Poor Andy Carroll must be feeling much the same way. It’s not his fault that Liverpool’s foreign director of football created a millstone around his neck by choosing to make him the most expensive English player of all time. Similarly, Stewart Downton, Jordan Henderson and Charlie Adam are good, honest British players with too much expectation on their shoulders. It’s like people are expecting miracles, as if spending large amounts of money is some measure of quality when it comes to the transfer market.
I wonder would Robin van Persie be the same player he is today if Arsene Wenger had paid £60m for him eight seasons ago. I suspect it would have taken him some time to mature into the player he wasn’t instantly. And maybe Liverpool need to do more for these players, make them more comfortable. Surely any good Liverpool fan would challenge Carroll to a fight in a nightclub if they saw him out. Not because they wanted to fight him, but because they wanted to remind him of his home town of Sunderland.
Clearly the lack of goals is a problem but the blame for that must fall on Luis Suarez. When you spend £29m on a player you expect instant results and much more quality than he has shown. Everyone knows the bigger the fee, the better the player. Perhaps if Suarez concentrated more on scoring rather than trying to make himself Carlos Controversy all the time Liverpool would be in a much better position.
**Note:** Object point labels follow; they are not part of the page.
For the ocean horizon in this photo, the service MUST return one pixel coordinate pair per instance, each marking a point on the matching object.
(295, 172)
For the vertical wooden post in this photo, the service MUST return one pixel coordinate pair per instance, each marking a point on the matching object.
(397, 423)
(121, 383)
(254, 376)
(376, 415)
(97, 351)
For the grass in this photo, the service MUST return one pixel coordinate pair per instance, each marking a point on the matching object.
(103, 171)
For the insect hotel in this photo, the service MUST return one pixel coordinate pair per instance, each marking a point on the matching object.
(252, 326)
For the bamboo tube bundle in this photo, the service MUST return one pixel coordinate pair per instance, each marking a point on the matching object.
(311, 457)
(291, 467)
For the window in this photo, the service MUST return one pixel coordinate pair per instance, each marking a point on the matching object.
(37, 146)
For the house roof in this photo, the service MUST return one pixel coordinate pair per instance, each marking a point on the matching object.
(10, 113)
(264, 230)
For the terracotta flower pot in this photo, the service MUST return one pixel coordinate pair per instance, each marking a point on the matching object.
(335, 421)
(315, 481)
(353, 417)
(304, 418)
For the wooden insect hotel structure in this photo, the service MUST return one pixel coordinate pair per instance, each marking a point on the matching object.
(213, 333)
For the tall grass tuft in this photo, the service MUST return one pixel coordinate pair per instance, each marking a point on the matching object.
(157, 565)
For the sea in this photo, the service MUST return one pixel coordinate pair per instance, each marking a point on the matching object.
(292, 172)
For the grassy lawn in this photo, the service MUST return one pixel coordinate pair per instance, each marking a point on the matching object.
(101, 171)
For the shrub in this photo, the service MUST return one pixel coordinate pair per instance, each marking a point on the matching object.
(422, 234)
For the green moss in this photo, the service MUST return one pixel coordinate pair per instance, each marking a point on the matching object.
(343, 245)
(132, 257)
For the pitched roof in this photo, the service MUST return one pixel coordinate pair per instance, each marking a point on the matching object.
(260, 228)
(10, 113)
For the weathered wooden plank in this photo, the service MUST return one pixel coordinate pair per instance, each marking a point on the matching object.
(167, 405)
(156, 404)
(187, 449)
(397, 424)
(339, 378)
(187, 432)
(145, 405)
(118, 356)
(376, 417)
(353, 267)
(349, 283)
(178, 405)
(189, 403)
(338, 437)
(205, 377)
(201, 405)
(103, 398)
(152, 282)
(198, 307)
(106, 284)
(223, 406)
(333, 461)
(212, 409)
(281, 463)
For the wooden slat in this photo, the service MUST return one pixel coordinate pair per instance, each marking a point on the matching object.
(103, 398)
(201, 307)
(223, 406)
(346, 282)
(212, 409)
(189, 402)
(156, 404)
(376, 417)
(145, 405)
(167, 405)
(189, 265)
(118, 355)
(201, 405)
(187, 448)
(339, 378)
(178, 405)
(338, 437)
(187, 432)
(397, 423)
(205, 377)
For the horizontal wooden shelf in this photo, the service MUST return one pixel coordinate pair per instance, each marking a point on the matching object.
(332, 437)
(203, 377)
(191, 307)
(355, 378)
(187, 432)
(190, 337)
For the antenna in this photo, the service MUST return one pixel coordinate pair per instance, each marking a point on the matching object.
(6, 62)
Kenny is absolutely right to feel let down by him and Suarez’s malign influence is spreading, witness the normally placid Pepe Reina filled with Uruguayan fueled rage as he stitched one on that Newcastle player yesterday.
A manager can only send his players out to win games, if they don’t then they’re obviously not carrying out his instructions. Perhaps in his time away from football Kenny might have taken on an eloctution teacher. I’m his biggest fan but his diction does leave something to be desired at times. If he’s guilty of anything it’s just mumbling his team talks in that impenetrable but lilting Scotch brogue of his, but for all the rest Dalglish is untouchable in my opinion.
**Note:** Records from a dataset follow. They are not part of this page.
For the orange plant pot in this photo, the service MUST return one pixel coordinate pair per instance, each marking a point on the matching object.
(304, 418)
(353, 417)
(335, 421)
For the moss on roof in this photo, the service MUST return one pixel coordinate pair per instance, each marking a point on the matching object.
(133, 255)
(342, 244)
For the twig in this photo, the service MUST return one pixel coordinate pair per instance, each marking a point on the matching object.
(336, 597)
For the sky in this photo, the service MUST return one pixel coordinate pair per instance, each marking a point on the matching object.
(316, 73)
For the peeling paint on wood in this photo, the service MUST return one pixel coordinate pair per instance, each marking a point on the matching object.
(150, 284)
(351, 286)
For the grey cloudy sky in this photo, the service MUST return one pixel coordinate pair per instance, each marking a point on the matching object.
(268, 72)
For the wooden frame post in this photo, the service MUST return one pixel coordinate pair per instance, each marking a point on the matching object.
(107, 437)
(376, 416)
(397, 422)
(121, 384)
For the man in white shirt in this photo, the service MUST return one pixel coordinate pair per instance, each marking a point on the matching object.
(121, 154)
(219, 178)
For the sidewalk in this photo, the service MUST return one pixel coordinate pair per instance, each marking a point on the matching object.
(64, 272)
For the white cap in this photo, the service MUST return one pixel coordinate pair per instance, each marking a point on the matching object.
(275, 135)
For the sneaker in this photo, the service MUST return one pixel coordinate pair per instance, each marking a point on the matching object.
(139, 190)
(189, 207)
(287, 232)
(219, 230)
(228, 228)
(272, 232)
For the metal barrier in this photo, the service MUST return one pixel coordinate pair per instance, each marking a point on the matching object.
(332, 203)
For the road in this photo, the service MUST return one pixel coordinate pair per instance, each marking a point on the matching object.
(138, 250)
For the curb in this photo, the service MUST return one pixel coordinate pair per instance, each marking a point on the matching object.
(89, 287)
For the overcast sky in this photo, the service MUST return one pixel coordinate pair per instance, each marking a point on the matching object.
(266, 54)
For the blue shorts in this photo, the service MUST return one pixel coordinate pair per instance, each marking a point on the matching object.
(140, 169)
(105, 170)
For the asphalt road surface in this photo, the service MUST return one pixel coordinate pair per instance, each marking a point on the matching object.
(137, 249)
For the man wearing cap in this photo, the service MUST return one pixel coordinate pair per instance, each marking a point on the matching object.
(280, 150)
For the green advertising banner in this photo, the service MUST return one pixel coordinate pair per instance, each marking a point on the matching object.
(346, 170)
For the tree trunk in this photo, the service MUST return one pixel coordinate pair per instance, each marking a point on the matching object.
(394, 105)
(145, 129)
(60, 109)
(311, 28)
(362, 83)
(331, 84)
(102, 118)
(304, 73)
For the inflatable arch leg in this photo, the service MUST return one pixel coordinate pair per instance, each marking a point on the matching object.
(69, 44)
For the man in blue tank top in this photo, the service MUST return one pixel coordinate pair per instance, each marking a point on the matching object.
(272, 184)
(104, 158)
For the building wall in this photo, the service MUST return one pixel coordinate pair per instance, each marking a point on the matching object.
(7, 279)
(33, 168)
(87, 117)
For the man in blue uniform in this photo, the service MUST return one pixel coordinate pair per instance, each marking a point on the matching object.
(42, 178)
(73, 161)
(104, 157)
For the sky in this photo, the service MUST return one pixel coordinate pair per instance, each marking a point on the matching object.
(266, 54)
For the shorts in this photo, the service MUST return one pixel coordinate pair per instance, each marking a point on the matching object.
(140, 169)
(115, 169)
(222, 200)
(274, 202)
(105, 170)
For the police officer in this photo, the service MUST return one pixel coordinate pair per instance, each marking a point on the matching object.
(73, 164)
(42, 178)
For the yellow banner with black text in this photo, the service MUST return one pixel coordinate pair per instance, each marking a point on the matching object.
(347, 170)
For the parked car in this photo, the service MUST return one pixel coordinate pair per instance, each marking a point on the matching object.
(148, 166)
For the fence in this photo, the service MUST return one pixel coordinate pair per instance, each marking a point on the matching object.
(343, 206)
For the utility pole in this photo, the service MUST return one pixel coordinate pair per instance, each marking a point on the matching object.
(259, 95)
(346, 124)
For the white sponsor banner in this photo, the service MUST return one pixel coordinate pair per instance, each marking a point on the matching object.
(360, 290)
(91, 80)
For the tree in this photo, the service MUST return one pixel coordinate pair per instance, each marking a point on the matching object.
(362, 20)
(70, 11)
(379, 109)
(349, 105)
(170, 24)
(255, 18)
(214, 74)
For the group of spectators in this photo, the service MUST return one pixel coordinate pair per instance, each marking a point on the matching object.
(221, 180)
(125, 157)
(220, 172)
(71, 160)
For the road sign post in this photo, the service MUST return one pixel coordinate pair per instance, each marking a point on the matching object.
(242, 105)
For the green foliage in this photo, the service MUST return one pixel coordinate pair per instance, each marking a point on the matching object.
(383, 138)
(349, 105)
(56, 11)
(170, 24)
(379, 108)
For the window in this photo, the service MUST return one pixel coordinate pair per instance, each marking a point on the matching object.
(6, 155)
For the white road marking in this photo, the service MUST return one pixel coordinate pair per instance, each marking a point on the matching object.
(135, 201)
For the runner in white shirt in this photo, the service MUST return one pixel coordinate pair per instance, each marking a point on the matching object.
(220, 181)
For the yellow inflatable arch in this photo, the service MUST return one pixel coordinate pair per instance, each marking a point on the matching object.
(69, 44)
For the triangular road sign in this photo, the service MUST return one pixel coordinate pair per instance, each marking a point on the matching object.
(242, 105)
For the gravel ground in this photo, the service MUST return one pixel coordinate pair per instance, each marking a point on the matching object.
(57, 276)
The bottom line is that managers need time. Andre Vilas Boas didn’t get it at trigger happy Chelsea but Sir Alex Ferguson did at United, and look how they have reaped the rewards. Do people forget how long it took Wenger to win a trophy at Arsenal? What on earth do they expect Kenny Dalglish to do in such a short period of time? The fickle nature and short-termism of the modern football fan makes me sick to the very core of my being.
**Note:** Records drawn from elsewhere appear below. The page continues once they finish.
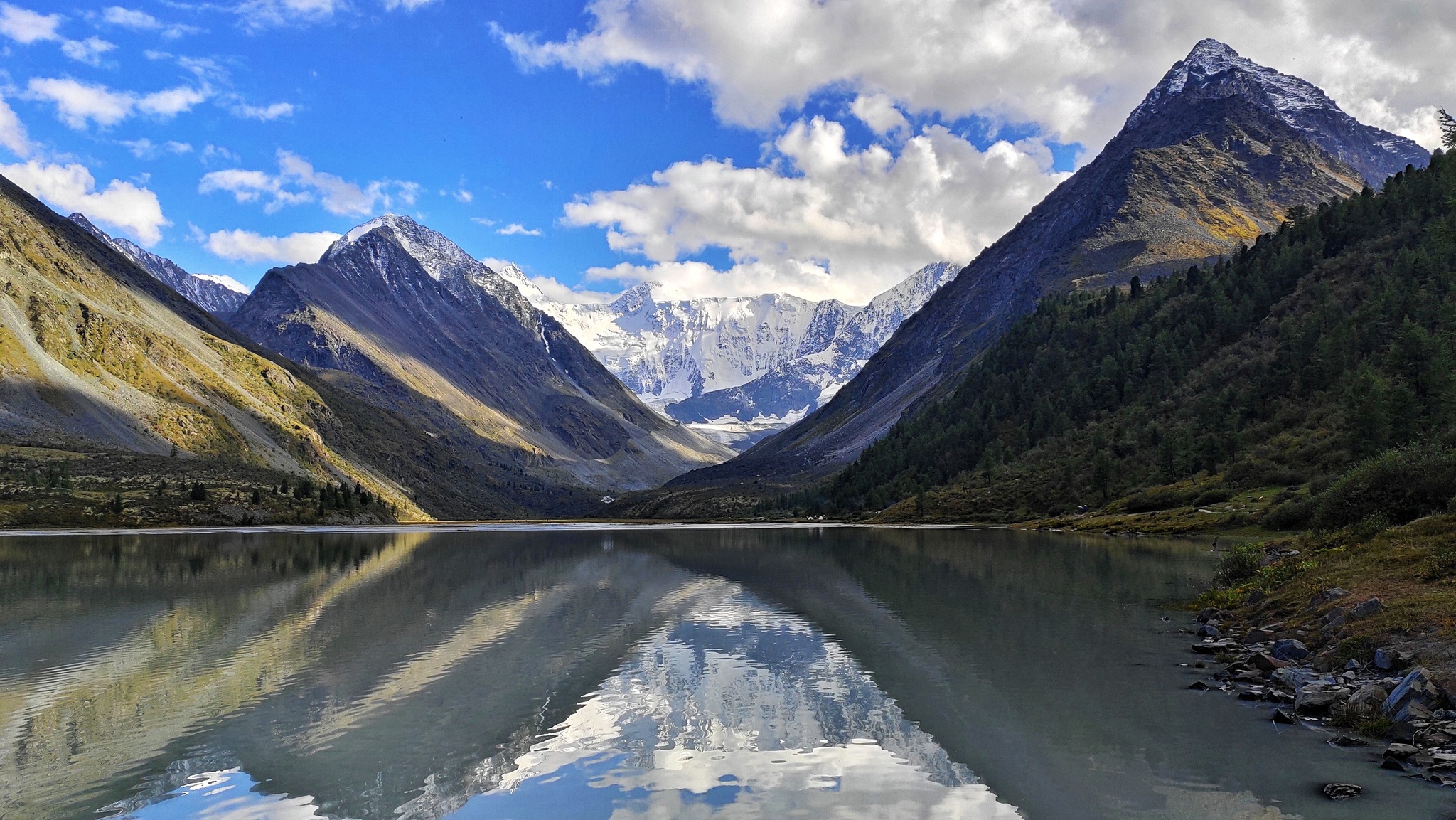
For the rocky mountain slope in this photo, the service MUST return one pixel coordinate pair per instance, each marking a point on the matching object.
(737, 369)
(97, 356)
(218, 296)
(1219, 152)
(402, 318)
If winning a trophy and being in the FA Cup semi-final is considered a failure these days, then I’m afraid football has lost its soul, and the usually knowledgable scousers have fallen prey to the beast that lurks in the heart of the game. It is like that film where the Alien bursts out of the man’s stomach but instead of an Alien it will be the rotted corpse of Kenny Dalglish and I will say ‘I told you so’ as he is stillborn into a world which no longer understands him.